The real dilemma of so-called “AI” – more accurately known as neural net – computation is two fold. First it is not algorithmic – it does not compute by discrete symbols corresponding to step-by-step assertions / axioms. Entscheidungsproblem does not apply. Formal decidabilty and Church’s theorem do not apply. We really don’t have a branch of mathematics that deals with neural net computation – we are flying blind without a clue where the mountains are. Secondly, neural nets inductively self-adjust to a programmatic space (weights and bias and any other parameters relevant to the specific architecture) whose meaning is basically unfathomable at this time. So there is no algorithmic or behavioral definition against which to test. The host of testing heuristics which do a much improved job of testing (code coverage, boundary conditions, model-based testing) do not apply. Even where practical, proof of program correctness does not apply (generally cannot be verified but specific ones can be). So we accept these “AI” thingees sort of work, mainly when the self-interested take very small samples of infinite behavior to sell everyone from the FDA to grandma that they are ready to go. – Robert DuWors.

In the absence of an ex-ante method to approve or reject AI, I propose an ex-post method resembling the one used in marketing, investment banking and venture capital. Called the portfolio method, it evaluates a model based on its outcomes rather than inputs like individual campaigns, trades and investments that are not right 100% of the time.

Here, we run an AI model, and enumerate the gains when it’s right (P) and losses when it’s wrong (Q).

A first cut success metric would be P > Q. In other words,

Accept the system if P > Q. Reject it otherwise.

Put in plain English, we accept an AI model as long as long as its gains when it’s right exceed its losses when it’s wrong. 

To understand the notion of gains and losses when right and wrong respectively, let’s take the example of Credit Card Fraud Detection. Used by many credit card issuer banks, this probabilistic system sniffs every credit card transaction and judges whether it’s genine or fraudulent. (More details can be found in the first section of False Positive Primer).

Algorithmic trading firms mint billionaires by being right 51% of the time – @matt_levine.

  • When the system is right, it detects fraud correctly, helps the issuer to stop fraud and thereby enhance customer experience and avoid chargeback costs – which are gains.
  • When the system is wrong, it detects fraud wrongly, makes the issuer decline the payment, and thereby lose revenue and annoy the customer – which are losses.

If we use the term Break Even Point to denote the point at which gains exceed losses, it would appear that X is quite high for the above system – maybe as high as 99%. BEP could occur at other values of X for other systems e.g. 51% for algorithmic trading, 70% for AI and 90% for venture capital investments.


On a lighter note, ERP customers apparently define success as whatever they get when they go live!

I can vouch for this from personal experience.
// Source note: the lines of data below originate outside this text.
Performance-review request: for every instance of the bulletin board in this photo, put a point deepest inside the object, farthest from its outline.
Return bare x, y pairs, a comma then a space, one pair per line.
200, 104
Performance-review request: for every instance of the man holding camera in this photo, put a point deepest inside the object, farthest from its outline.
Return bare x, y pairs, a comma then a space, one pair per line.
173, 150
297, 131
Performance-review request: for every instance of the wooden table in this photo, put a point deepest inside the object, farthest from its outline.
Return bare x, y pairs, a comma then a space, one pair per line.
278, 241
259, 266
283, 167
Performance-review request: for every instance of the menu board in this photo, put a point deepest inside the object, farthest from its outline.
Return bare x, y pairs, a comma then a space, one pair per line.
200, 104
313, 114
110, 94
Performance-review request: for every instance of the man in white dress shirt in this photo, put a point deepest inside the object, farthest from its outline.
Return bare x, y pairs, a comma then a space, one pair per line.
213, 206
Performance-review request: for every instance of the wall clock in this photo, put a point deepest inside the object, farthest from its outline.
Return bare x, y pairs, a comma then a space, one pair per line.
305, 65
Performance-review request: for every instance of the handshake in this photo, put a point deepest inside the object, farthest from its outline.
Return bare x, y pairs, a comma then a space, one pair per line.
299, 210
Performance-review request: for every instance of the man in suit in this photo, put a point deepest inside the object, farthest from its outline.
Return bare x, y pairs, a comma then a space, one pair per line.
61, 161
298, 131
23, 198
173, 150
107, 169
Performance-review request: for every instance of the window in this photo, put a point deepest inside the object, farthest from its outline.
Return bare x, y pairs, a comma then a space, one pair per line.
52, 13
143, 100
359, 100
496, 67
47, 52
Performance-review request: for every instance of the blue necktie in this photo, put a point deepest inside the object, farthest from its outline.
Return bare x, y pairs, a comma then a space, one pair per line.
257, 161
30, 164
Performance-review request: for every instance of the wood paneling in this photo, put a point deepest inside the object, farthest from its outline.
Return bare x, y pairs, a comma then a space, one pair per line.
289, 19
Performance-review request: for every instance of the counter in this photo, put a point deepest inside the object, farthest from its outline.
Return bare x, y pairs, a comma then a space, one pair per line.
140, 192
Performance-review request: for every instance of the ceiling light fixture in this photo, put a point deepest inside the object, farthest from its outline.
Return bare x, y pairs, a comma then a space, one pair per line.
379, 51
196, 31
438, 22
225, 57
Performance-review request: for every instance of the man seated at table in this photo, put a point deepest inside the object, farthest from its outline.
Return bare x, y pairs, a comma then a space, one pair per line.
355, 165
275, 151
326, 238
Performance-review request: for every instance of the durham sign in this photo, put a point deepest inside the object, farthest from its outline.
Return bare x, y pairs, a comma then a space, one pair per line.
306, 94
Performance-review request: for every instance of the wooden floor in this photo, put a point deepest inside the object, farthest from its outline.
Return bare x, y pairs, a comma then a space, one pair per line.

Before starting the implementation, customers expect to know high falutin’ things like production cost of each item in each production facility. When they go live, they rejoice that they can print an invoice.

I hope that never happens in the case of AI!

UPDATE DATED 20 JUNE 2024:

According to FORTUNE magazine’s CIO INTELLIGENCE newsletter dated 19 June 2024, the biggest hurdle in the adoption of Generative AI in enterprises is “Lack of clarity on success metrics”.

Well, seems like they’d be sorted if they read this post!